Ce buste lui fut prêté par Tony Blair, comme le « symbole de la relation spéciale permanente [britannique] avec l’Amérique ». Peu avant l’inauguration du Président Barack Obama, le buste fut retiré et mis en dépôt. Un commentateur du quotidien londonien The Times vient de découvrir avec stupéfaction que « des photos récentes indiquent que le buste d’Abraham Lincoln, l’un des héros du Président, a été placé à l’endroit où trônait Churchill ! »
« Peu d’indices permettent de croire que M. Obama est animé de la même anglophilie qui conduisait ses prédécesseurs à épicer leur discours avec des citations de Churchill », constate le quotidien. « Au lieu de cela, on pense savoir que Obama a de bonnes raisons de mépriser l’ancien Premier ministre britannique. » Le journaliste fait référence au fait qu’en 1952, Churchill avait déclaré l’état d’urgence au Kenya et, une fois qu’il y avait allumé des conflits interethniques, y avait déployé des troupes britanniques pour écraser la révolte des Mau-Mau. Or, le grand-père de Obama fut de ceux emprisonnés et torturés par les Britanniques, sans aucune forme de procès.

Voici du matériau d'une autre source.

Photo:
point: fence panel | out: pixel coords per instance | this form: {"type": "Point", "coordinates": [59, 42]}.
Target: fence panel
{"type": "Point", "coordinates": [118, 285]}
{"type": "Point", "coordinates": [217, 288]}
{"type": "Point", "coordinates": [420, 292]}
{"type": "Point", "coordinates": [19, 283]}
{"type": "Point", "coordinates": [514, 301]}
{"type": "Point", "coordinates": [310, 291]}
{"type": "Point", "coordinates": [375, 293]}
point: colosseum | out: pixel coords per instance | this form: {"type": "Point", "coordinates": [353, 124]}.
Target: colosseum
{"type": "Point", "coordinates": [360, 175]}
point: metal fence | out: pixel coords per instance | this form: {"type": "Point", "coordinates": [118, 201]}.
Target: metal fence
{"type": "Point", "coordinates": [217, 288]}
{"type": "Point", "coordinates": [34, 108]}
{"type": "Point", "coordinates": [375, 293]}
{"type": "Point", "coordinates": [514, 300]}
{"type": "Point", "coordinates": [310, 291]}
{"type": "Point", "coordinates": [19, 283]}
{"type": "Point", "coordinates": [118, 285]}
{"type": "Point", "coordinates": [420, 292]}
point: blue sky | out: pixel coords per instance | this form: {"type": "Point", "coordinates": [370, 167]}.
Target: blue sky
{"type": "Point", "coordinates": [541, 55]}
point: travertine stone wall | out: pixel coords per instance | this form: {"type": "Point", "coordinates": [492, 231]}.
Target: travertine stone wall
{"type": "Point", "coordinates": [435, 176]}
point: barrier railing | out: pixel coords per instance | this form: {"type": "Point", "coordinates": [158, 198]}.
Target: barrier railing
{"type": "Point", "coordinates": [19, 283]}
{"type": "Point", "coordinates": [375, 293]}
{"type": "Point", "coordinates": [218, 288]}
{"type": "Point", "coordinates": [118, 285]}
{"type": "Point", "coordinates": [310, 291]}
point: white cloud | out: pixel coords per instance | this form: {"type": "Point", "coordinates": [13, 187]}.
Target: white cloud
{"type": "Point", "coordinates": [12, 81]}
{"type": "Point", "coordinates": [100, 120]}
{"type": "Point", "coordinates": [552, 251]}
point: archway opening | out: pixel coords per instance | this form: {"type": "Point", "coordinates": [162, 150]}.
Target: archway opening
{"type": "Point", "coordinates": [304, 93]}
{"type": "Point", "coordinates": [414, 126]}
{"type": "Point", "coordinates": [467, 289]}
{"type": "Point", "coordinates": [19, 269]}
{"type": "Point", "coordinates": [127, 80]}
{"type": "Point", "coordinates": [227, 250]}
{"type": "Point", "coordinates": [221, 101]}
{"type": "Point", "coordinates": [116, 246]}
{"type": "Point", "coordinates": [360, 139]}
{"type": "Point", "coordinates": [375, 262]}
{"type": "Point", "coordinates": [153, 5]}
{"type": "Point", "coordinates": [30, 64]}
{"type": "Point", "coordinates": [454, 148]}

Pour malgré tout tenter de séduire Obama, l’historien britannique Tristram Hunt suggère que les Britanniques, afin de lui permettre de célébrer le bicentenaire de la mort de Thomas Paine, un penseur dont il a mentionné le nom dans son discours inaugural, pourraient prêter à Obama l’une de ses œuvres. Thomas Paine est né en Angleterre, pour devenir l’un des « pères fondateurs de la Révolution américaine ».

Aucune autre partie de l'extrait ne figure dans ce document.